The Thatcher Government made another ill-advised attempt to do without carriers, and the egregious John Nott was planning to flog them off just before the Falklands War, saying that the Navy needed to get away from its “task force mentality”. The Falklands War showed pretty clearly who was right. As a joke of the time went, “Whatever happens/They have got/The Exocet/And we have Nott.”
The great virtue of the carrier is its flexibility. It is not limited to a single role, but can do all sorts of useful things. Yes, it can do air defence and pack a big punch for “big people’s war”. It can also exert the subtle threat of force in times of tension in a much politer and lower-key manner than any other instrument of military power, and can do so over most of the world. It can “poise” offshore for long periods, and so does not push panicky politicians into “use it or lose it” decisions.
A carrier group is a great thing to have to protect the lives of British citizens when trouble flares up unexpectedly abroad. Most recently the RN evacuated British citizens from the Lebanon in 2006; I also recall the evacuation from Cyprus in 1974. What you need most of all for this kind of operation is lots of flight deck space; and for that, you need carriers.
Finally, that flight-deck space can also be useful for carrying stuff the other way, in humanitarian and disaster-relief interventions.

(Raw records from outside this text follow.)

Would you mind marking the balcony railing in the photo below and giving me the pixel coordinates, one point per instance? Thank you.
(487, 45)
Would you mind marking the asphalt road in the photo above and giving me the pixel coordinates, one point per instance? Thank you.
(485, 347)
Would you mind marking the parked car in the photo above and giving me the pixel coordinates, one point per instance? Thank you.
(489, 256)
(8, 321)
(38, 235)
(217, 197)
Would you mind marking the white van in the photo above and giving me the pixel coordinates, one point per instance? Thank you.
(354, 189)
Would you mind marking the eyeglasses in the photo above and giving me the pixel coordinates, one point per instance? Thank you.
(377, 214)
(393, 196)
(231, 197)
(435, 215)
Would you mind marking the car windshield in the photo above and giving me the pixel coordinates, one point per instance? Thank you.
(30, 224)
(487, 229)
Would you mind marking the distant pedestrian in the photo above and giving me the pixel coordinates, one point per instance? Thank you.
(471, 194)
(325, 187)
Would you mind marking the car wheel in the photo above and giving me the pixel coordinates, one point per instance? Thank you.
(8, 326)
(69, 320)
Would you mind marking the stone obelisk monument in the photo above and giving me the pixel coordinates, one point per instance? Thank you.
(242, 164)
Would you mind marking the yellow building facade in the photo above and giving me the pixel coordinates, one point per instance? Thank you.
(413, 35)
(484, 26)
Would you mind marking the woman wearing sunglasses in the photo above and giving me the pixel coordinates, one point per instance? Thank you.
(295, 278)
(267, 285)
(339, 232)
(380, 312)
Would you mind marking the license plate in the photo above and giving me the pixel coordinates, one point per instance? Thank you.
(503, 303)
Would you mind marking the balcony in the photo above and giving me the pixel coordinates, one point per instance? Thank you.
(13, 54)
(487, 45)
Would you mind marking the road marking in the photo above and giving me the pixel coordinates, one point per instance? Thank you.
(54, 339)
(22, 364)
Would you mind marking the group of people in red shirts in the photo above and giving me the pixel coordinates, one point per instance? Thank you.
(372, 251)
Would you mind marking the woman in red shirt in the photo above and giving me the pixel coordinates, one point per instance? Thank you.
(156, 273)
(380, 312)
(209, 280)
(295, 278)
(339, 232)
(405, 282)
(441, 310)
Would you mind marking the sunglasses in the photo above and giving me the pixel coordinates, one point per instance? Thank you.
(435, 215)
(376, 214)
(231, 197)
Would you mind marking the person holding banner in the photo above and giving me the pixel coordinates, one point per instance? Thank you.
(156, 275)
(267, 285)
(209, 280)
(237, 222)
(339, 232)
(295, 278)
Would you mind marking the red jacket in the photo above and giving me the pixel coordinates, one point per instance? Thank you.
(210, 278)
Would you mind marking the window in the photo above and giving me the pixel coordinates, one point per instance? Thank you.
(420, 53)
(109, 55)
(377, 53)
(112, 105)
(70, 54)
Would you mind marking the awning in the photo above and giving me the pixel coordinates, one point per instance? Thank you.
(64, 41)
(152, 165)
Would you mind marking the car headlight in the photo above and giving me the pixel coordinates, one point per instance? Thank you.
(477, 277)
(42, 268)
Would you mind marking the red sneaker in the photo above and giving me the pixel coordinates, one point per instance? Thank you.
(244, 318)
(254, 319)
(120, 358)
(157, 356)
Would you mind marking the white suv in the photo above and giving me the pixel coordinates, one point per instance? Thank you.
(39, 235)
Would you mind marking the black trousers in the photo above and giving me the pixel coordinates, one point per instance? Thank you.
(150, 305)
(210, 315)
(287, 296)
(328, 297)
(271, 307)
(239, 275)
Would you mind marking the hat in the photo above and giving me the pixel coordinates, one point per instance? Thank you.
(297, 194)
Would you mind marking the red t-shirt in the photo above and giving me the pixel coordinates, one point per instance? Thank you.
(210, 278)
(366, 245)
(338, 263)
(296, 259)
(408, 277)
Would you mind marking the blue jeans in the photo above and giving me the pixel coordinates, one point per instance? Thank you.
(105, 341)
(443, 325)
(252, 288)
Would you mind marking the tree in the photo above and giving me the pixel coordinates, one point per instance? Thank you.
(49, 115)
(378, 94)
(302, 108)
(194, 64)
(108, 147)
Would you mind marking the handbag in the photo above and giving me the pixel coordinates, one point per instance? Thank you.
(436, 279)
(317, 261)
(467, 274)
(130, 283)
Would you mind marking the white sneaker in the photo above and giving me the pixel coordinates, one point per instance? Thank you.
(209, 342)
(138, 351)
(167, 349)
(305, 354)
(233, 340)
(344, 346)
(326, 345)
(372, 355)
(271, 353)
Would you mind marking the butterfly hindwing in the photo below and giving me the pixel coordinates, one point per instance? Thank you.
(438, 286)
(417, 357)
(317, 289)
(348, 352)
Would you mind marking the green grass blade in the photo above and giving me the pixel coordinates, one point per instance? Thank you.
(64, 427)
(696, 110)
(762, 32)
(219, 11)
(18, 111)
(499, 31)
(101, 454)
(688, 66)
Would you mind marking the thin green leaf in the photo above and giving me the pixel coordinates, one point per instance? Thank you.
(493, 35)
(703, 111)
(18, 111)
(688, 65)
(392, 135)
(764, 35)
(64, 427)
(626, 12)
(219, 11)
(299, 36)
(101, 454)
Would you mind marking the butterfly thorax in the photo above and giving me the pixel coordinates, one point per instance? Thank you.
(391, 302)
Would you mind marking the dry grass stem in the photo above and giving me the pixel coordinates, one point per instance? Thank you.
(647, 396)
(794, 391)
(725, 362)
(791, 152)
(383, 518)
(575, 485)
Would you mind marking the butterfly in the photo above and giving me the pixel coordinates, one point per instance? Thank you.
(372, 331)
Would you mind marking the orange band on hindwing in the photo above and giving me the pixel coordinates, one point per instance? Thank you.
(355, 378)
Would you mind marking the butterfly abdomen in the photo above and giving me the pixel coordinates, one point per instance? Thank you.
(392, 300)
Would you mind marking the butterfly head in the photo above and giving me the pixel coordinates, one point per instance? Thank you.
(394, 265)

No doubt the carriers we have on order at the moment will be procured late and over-budget, thanks to the customary criminal ineptitude of defence procurement in this country. That is a problem of managerial muddle and incompetence, not a problem with aircraft carriers. It also seems possible that we could have done better with more smaller hulls. But it is far too late to cancel the project now if we want to have carriers, and carriers we must have.
All the best,
John.
I agree with John Salt’s comments. Carriers provide an essential platform for all kinds of operation, both military and humanitarian. We cannot rely on having access to air bases on land in times of emergency. The question we need to address is which aircraft we are going to use on them if the VSTOL Joint Strike Fighter does not enter service.